Et comme le docteur s’emportait, allongeant un grand coup de canne sur le canapé :

— Je suis prêtre, je n’ai que des prières, acheva-t-il simplement, d’une voix très-ferme.

— Ah ! tiens, tu as raison ! cria l’oncle Pascal, se laissant tomber dans un fauteuil, les jambes cassées. C’est moi qui suis un vieux fou. Oui, j’ai pleuré dans mon cabriolet en venant ici, tout seul, ainsi qu’un enfant… Voilà ce que c’est que de vivre au milieu des bouquins. On fait de belles expériences ; mais on se conduit en malhonnête homme… Est-ce que j’allais me douter que tout cela tournerait si mal ?

Il se leva, se remit à marcher, désespéré.

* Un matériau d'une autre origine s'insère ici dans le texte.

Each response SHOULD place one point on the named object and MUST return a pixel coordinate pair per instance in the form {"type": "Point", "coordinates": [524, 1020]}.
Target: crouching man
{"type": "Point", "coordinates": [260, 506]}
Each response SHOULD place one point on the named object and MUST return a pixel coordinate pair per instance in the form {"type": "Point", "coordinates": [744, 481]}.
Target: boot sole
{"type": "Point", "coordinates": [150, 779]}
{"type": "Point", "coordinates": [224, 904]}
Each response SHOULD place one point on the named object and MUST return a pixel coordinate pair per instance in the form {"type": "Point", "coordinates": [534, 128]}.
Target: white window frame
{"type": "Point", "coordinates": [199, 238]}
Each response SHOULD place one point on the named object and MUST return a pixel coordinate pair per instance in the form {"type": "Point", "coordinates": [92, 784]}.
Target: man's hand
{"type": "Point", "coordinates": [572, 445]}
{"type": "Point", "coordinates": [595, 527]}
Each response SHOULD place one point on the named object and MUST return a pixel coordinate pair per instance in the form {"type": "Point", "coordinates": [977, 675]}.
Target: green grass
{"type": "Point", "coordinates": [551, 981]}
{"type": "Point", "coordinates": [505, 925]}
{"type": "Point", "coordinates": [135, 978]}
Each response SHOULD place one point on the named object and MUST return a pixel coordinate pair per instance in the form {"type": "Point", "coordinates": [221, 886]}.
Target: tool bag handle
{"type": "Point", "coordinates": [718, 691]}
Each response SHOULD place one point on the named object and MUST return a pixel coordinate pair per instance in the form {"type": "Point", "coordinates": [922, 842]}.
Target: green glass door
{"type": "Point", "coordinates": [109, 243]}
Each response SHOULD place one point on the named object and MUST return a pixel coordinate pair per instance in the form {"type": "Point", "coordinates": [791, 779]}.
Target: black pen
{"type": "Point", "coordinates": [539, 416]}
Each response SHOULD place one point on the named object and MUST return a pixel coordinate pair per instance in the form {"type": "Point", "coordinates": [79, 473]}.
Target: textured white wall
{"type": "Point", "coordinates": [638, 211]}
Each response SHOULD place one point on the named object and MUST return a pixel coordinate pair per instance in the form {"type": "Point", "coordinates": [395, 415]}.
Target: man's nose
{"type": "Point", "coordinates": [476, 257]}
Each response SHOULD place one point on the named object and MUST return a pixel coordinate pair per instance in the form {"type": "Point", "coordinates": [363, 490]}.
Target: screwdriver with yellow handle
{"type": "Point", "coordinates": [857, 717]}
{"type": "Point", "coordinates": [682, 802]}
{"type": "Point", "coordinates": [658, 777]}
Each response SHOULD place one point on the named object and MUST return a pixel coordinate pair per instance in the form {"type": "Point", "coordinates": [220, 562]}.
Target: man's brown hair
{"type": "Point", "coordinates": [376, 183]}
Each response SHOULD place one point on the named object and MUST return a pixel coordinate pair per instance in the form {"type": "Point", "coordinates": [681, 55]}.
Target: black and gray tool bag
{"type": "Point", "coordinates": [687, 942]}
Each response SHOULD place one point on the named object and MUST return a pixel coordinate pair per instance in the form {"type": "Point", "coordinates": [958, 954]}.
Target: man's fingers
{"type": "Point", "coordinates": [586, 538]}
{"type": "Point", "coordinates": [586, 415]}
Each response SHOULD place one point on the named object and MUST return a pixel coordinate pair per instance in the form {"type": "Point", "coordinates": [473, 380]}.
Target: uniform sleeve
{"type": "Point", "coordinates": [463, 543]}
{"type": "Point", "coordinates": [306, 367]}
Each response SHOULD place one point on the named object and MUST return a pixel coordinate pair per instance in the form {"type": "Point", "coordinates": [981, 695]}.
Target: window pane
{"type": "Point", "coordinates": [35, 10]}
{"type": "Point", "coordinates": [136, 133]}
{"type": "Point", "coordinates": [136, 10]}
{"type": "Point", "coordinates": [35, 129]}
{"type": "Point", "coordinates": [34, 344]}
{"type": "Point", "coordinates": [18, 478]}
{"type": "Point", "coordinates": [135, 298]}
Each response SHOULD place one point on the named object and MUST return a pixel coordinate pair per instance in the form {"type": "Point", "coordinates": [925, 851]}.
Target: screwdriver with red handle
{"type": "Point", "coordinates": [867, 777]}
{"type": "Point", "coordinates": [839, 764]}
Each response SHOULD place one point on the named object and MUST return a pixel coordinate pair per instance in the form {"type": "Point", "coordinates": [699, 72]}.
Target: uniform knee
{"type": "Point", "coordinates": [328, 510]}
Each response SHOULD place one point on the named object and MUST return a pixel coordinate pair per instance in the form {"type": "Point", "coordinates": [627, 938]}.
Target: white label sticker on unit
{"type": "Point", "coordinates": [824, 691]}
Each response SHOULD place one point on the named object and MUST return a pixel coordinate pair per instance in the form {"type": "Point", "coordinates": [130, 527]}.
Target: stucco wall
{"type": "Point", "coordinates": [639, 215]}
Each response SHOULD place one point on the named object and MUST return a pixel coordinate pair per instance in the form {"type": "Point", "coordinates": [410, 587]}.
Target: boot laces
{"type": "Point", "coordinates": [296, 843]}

— Oui, oui, j’aurais dû m’en douter. C’était logique. Et avec toi ça devenait abominable. Tu n’es pas un homme comme les autres… Mais écoute, je t’assure que tu étais perdu. L’air qu’elle a mis autour de toi, pouvait seul te sauver de la folie. Enfin, tu m’entends, je n’ai pas besoin de te dire où tu en étais. C’est une de mes plus belles cures. Et je n’en suis pas fier, va ! car, maintenant, voilà que la pauvre fille en meurt !

L’abbé Mouret était resté debout, très-calme, avec son rayonnement tranquille de martyr, que rien d’humain ne peut plus abattre.

— Dieu lui fera miséricorde, dit-il.